Wow, this thread is alive, with the sound of musings :)
First, Jason, thank you for waking up my baby half an hour early this morning, with your comment about the page turner in my video I shared. I read it to Becky and she burst in to laughter so loud that the Queen of the Night has nothing on her...and that laughter woke my little girl preventing me from enjoying my morning coffee. Seriously, that was the funniest thing I've read in a long time! By the way, that page turner is available for hire, just contact me for details and rates.
To add to the discussion, I think what it comes down to is composers and performers both want their music/ideas to be understood and appreciated by an audience. As was alluded to by Seventh Sam, people go to watch performers and often, the main way in which an audience interprets the music, is actually through the visual cues on stage, such as grand, sweeping gestures, facial expressions, audience reaction and more. The general audience member will instinctively react to the music and determine whether or not it sounds good to them, but won't be able to delve deeper in to the actual substance of what they are hearing, especially upon a first listen of the work, which is typical for most classical/new music atendees.
The composer, on the other hand, works in isolation, creating music that will largely be experienced on a very superficial level by most listeners, whether they consume a virtual recording, or attend a live performance. I think this becomes the issue that alienates composers from their audience. Music is a language of communication, and when the message is not fully received by the listener, through no fault of their own, the composer ends up internalizing the meaning of their work, and over time becomes more and more resistant to sharing outwardly with others. After all, what's the point? A live performance will potentially resonate with some audience members, but most will be, as has been mentioned, there to be seen. Most will take away trivial meaning from the performance, talking over drinks afterward about what the pianist was wearing, or the hillarious scowl faces the conductor made as he stared a hole through the orchestra.
Beyond this, the composer's relationship with the musicians is also volatile. The composer knowing that the musicians are the conduit between their ideas and the communication of those ideas to an audience, rely on the musicians to essentially "speak on the composer's behalf." Since musicians themselves often see a performance as "just another job" (especially work for hire musicians, or orchestras in which individual musicians have no ownership over what they must play), the passion that was poured in to the composition, is often lacking in the musicians, who of course, want to devote as little energy/time to learning a piece as possible (this goes back to Paul's well-founded argument that the music should be easy enough to motivate performers).
As William said with Glenn Gould, one-of-a-kind performers suffer the same isolation over time. As the recognition and fame develops, audiences want to come out and see the genius in action. Despite the fact that the house may be full, someone like Gould is all too aware of how few in attendance actually give a damn about the music. They're not married to it. They're not obsessed with every intricate detail. They don't listen to partitas with headphones in a dark room (love that, William!) And so, someone like Gould, eventually sick of hearing another candy unwrapped, another whisper, another cough, and another meaningless standing ovation from an audience filled with only a handful of actually appreciative/knowledgeable listeners, decides it's not worth putting himself out there for the lemmings that fill the concert hall because it's the in thing to do. Of course, with Gould, there's also the desire to explore recording technology and create the perfect technical masterpiece...even with his prodigious technique, he was known for exploring multi-tracking and other techniques to bring out exactly what he wanted in a given performance. Again, though, the vast majority of listeners wouldn't identify the genius, and so his work belongs to the few that have the ability to interact deeply with it.

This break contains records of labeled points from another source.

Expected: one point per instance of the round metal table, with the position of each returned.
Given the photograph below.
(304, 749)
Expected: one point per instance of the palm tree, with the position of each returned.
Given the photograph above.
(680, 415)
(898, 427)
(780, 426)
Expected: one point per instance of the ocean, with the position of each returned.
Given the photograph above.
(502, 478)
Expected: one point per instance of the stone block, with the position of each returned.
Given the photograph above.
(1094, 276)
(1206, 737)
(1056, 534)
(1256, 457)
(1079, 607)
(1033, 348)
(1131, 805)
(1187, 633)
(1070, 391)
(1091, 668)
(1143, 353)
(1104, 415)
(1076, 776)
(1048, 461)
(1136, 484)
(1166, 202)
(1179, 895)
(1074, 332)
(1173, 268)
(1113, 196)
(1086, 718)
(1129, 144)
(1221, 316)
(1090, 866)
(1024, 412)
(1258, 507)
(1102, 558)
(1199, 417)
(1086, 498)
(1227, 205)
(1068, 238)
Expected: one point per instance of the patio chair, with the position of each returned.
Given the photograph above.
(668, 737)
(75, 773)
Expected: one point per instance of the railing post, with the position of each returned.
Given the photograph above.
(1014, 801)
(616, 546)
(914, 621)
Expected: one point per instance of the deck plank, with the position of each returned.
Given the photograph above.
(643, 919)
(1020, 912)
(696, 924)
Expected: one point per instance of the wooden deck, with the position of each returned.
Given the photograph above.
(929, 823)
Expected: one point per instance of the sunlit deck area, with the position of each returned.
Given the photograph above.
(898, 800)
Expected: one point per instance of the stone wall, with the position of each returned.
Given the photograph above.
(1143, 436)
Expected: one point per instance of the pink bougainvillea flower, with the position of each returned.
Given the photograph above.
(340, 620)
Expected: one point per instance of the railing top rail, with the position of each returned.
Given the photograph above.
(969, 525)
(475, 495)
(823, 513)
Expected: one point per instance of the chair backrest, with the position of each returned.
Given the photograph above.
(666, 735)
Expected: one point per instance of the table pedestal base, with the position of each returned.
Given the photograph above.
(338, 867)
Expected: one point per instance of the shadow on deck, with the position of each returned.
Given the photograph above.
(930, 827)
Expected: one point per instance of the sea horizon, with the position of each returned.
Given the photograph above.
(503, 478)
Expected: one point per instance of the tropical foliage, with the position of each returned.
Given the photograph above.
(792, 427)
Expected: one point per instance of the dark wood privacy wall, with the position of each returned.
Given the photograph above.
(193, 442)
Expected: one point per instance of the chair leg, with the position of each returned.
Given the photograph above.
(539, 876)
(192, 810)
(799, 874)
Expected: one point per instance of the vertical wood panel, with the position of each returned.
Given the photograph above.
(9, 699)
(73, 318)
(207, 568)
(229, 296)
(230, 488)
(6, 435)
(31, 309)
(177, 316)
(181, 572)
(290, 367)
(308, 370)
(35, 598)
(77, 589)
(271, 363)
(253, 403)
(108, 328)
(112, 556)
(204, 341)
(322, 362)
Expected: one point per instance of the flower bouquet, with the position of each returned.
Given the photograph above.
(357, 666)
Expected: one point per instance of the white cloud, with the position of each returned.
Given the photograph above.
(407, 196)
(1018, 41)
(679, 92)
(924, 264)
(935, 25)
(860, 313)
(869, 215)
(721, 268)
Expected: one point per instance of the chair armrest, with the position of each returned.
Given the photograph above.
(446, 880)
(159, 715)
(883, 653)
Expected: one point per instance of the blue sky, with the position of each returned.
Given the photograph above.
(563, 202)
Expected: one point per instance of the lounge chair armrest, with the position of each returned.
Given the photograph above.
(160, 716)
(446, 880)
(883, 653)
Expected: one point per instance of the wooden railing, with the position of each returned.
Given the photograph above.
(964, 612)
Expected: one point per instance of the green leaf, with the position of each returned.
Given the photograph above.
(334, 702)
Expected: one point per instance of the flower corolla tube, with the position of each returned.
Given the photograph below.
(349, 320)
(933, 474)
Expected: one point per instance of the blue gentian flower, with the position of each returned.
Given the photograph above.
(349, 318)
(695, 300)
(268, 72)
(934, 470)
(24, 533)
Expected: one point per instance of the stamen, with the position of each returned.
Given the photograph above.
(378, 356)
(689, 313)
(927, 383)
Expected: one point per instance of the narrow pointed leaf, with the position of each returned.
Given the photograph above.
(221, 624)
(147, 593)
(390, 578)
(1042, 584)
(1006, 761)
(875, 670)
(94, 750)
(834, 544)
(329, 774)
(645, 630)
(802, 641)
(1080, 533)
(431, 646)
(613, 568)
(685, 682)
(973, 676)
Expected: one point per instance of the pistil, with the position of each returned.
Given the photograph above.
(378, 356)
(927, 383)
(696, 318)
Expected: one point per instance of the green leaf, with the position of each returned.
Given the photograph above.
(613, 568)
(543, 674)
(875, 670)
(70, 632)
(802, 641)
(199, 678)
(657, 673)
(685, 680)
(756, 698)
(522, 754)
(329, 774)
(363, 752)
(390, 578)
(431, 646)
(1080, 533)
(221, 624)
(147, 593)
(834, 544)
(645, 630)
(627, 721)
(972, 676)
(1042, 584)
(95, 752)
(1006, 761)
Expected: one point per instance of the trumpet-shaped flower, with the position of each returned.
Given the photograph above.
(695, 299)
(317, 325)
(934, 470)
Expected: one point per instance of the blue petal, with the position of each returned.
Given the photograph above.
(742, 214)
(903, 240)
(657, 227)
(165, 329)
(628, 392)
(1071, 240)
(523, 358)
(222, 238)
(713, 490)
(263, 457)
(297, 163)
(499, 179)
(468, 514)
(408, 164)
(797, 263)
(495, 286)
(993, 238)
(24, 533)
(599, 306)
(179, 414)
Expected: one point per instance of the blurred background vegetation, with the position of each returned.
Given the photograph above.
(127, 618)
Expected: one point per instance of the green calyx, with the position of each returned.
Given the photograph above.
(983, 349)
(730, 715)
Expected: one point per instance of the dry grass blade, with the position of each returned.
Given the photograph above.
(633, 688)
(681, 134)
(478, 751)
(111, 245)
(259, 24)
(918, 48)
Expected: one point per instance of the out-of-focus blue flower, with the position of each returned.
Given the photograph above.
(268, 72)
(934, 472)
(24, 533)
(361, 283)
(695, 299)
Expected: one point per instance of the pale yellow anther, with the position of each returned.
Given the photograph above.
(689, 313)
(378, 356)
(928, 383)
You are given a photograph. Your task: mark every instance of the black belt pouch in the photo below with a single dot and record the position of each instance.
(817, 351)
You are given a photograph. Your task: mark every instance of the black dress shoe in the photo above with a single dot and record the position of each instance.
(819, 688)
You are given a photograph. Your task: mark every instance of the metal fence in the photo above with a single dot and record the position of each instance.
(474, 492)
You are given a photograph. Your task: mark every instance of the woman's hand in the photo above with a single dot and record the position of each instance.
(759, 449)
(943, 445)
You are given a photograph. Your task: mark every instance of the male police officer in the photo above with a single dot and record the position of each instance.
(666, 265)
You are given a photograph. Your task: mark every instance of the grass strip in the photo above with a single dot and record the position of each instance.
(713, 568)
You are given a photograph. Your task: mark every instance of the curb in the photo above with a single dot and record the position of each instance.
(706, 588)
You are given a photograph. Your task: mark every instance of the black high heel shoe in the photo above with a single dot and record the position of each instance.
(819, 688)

Bottom line, from my perspective, the composer/performer that wants to be understood by his/her audience, will have to communicate to them on a level that resonates with that audience. If one decides to explore music in a way that challenges one's own abilities and helps them grow musically, they likely will suffer the apathy/indifference of the vast majority of people. There's a reason that a youtube video in which a person fills a hotel room with balloons gets 4 million views, and a performance of Mahler gets 100 views. The best musicians can do, is find a small, like-minded community and share their work amongst each other, knowing that the feedback of one person that actually was interested in/"got" the music, means more than a concert hall filled with people looking to be seen by others.